What really gets me are the people who send e-mails at, for example, 11:35 pm and expect me to answer them before their 8 am class the next day. Uh, guys? At 11:35 pm I am asleep. If I'm not asleep there's a big problem seeing as I teach an 8 am class. When I come in at 7 I MIGHT have time to respond.....or I might have to prep some stuff for the 8 am class and don't.

I once spoke with someone whose wife worked for one of those large all-online universities. He noted that she was directed to hold a set of "office hours" per week late at night - like 11 pm to 2 am - to "accommodate" the students with odd hours. So apparently (I say apparently because it was some years ago I was told this, and like I said, it was the husband of the person in question, so he might have had it slightly wrong), one night a week she was expected to alter her schedule for the convenience of her students....in a situation where the contact could be asynchronous anyway. (Really, is it so awful for someone to get a reply to a midnight e-mail at, say, 7:30 the next morning?)

And I think maybe a lot of us who work in education need to stop and think about accessibility. Yeah, it's great to have increased accessibility - but if you get people constantly barraging you with requests you can't ethically fulfill (like the redo of the test - it would be unfair to everyone else in the class even if I had wanted to do it), that kind of eats at your morale. And the expectation of immediate response, and the UPSET that some people display when you don't get back to them within an hour or two of their e-mail even though it was sent at a time after which most faculty have gone home for the day....yes, I get that we're grown ups and part of our pay is dealing with this kind of thing (The old joke: "They don't pay me to teach; they pay me to grade" could be rewritten as "They don't pay me to teach or grade; they are paying me to put up with the attitudes of certain people"). But I also think students have to learn that in much of the business world, a 24-hour turnaround on e-mails is FANTASTIC and something to be celebrated, instead of complaining, "I sent this e-mail at 12:15 am and the lousy blighter didn't e-mail me back until 7 the next morning!"

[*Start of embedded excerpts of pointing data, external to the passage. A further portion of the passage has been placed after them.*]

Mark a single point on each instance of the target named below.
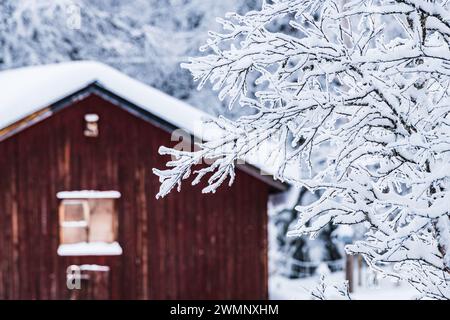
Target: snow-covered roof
(27, 90)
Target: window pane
(73, 235)
(74, 224)
(73, 211)
(102, 220)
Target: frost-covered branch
(365, 86)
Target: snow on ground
(281, 288)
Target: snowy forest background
(148, 39)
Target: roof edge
(96, 88)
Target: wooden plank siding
(185, 246)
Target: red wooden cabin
(78, 214)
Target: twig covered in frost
(364, 84)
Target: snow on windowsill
(90, 249)
(88, 194)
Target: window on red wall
(88, 223)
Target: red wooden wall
(185, 246)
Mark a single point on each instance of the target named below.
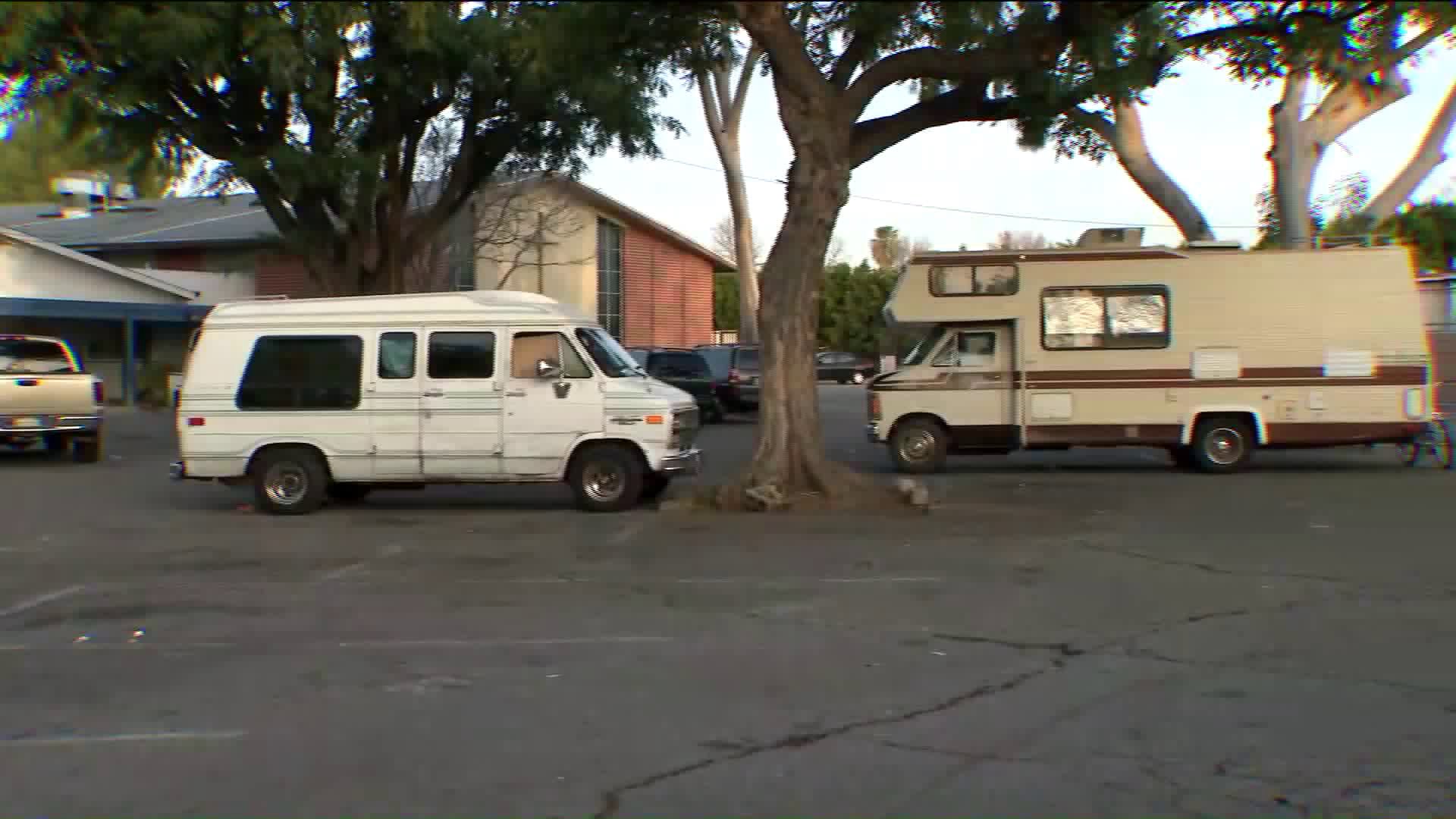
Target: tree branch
(767, 24)
(1429, 155)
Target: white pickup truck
(47, 397)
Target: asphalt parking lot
(1082, 632)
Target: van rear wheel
(606, 479)
(1222, 445)
(290, 482)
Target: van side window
(460, 356)
(303, 372)
(1106, 318)
(530, 347)
(397, 356)
(968, 349)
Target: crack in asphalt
(610, 800)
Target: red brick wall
(667, 293)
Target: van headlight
(685, 430)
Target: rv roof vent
(1111, 238)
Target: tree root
(846, 491)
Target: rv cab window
(968, 349)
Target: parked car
(736, 372)
(845, 368)
(686, 371)
(47, 397)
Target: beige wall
(31, 273)
(212, 286)
(568, 268)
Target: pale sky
(1206, 130)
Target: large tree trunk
(1293, 159)
(789, 460)
(742, 241)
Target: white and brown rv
(1206, 352)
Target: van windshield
(34, 357)
(924, 347)
(610, 357)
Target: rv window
(974, 280)
(968, 350)
(397, 356)
(303, 372)
(1098, 318)
(460, 356)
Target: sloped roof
(102, 265)
(191, 222)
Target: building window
(609, 278)
(1100, 318)
(303, 372)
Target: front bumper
(47, 425)
(688, 463)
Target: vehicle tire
(654, 485)
(348, 493)
(86, 450)
(1222, 445)
(606, 479)
(290, 482)
(919, 447)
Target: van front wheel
(290, 482)
(606, 479)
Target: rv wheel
(919, 445)
(1222, 445)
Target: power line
(971, 212)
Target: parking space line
(41, 599)
(347, 645)
(115, 738)
(346, 570)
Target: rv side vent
(1111, 238)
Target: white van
(1207, 353)
(322, 400)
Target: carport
(36, 314)
(111, 314)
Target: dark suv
(686, 371)
(736, 372)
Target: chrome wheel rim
(286, 484)
(603, 483)
(1223, 447)
(916, 445)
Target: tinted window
(397, 356)
(462, 356)
(33, 357)
(679, 366)
(1091, 318)
(303, 372)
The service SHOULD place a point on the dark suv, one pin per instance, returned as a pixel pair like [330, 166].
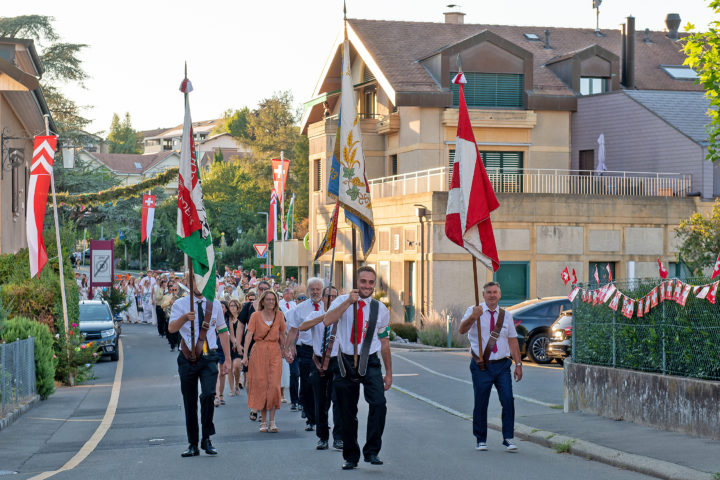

I suppose there's also elements of "ask" vs. "guess" culture coming into play - as I've said, I'm very firmly in the "guess" culture camp - you ask for stuff if you are reasonably sure of getting a yes; you don't want to "put someone out" by making them say no - and also, at least in my case, you don't want to risk the person thinking poorly of you because you asked for something unreasonable. In "ask" culture the rules are quite different and I find myself having to remind myself, "Some of these students are 'ask culture' people; don't let what they're asking for get under your skin."

But still: I think some of the requests ARE unreasonable, like the "I'm taking 2 weeks vacation the middle of the semester and I expect you to accommodate me with all the work in advance...."


***

And now that I'm done, a decision: do I go antiquing in Sherman (and check for any new issues of the British knitting mags) like I had thought, or just go home and hide in my cool dim living room and knit? It's hotter than Satan's backsweat out there....then again, I'm almost out of salad and the local Mart of Wal only carries their own house brand now, and it's *terrible* (you wouldn't think a company could ruin salad, but I guess it's possible....the "butter lettuce" I got was overmature and bitter). Hm. I guess I'll go home and eat lunch, and then figure out if I feel like driving through the heat and the glare and possibly dealing with people who are out at the stores because they don't feel like paying for airconditioning at home...


I will say it looks like the heat up north is breaking....Illinois is cooler than it was. I hope it stays that way because in just a bit over a week I will be up there for a short visit with parents. 

1 comment:

purlewe said...

2 weeks skiing thing could only be a reasonable request IF it was for the school's ski team OR for the winter olympics (and they or a relative were participating.)